これからのWebマーケター

Webマーケティングの前に

インターネット広告の歴史

必要なのはマネージャーではなく、ジェネラリスト

「今あなたの会社はいくつのWeb施策を実施していますか?」

最近、Webマーケター、特に自社のWebマーケティングを担当するWeb担当者のあり方について「代理店に全て任せる(個人の意識)」「サイロ化した担当制(組織の形態)」というスタンスや体制では通用しないと思うことがよくあります。

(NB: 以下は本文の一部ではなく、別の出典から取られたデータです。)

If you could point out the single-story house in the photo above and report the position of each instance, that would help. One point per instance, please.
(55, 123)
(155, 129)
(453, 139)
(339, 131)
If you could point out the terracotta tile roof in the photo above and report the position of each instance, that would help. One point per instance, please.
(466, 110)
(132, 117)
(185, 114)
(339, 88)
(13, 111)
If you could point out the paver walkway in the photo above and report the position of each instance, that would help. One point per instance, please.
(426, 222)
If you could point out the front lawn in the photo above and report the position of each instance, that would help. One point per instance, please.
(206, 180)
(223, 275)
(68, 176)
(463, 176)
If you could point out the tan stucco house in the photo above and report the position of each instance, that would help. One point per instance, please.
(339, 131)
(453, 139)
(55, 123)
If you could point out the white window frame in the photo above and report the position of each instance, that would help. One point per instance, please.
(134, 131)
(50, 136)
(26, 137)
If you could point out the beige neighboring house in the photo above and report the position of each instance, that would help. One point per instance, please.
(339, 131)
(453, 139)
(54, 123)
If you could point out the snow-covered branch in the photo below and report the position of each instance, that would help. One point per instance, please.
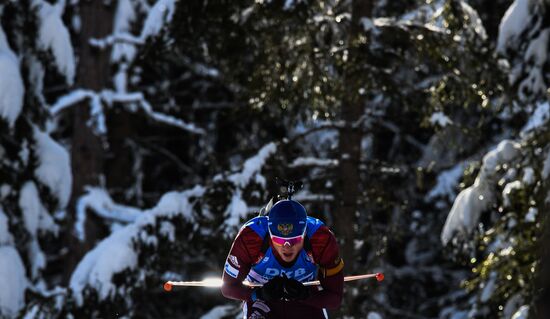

「今あなたの会社はいくつのWeb施策を実施していますか?」

アドテクの登場によってディスプレイ広告が増えてきました。ソーシャルもターゲティング、バイラルという強みを持ち広告商品をどんどん出しています。多くの企業が新しい広告商品を取り入れるようになってきたと思います。
これらを複数実施している場合、それぞれの関係性を考慮しながらマーケティングを考えないといけません。

「代理店に全て任せる」「サイロ化した担当制」というのは、“部分最適化”はできても“全体最適化”の機会損失が起こります。
例えば、弊社で起こった悪い事例で、「ある時期にリスティングのCPCが極端に上がり、CPAが悪化した」ことがあります。
最初は原因が全く掴めませんでした。ただ、アクセス解析や他のWeb施策の結果をよく見てみると、原因が特定できました。

何が起こっていたかというと、弊社ではディスプレイ広告(第三者配信)を実施していたのですが、その際クリエイティブには再検索を促すための「検索ボックス+検索キーワード」の画像を入れていました。これを実施してから、特定のキーワードからの流入が増えてたことがアクセス解析で分かったのですが、それがリスティング広告からの流入数にも影響していました。

  • ディスプレイ広告の検索キーワードの画像には「ビッグキーワード」を使っていました。
  • 第三者配信ではどうしてもターゲティングの精度は能動的にキーワードを検索してくるリスティング広告よりも悪くなります。

つまり、“確度の低いユーザー”“単価の高いキーワード”を再検索で使用し、“リスティング広告”で流入したことにより、リスティング広告のCPCの上昇&CVRの低下⇒CPAの悪化ということが起こっていました。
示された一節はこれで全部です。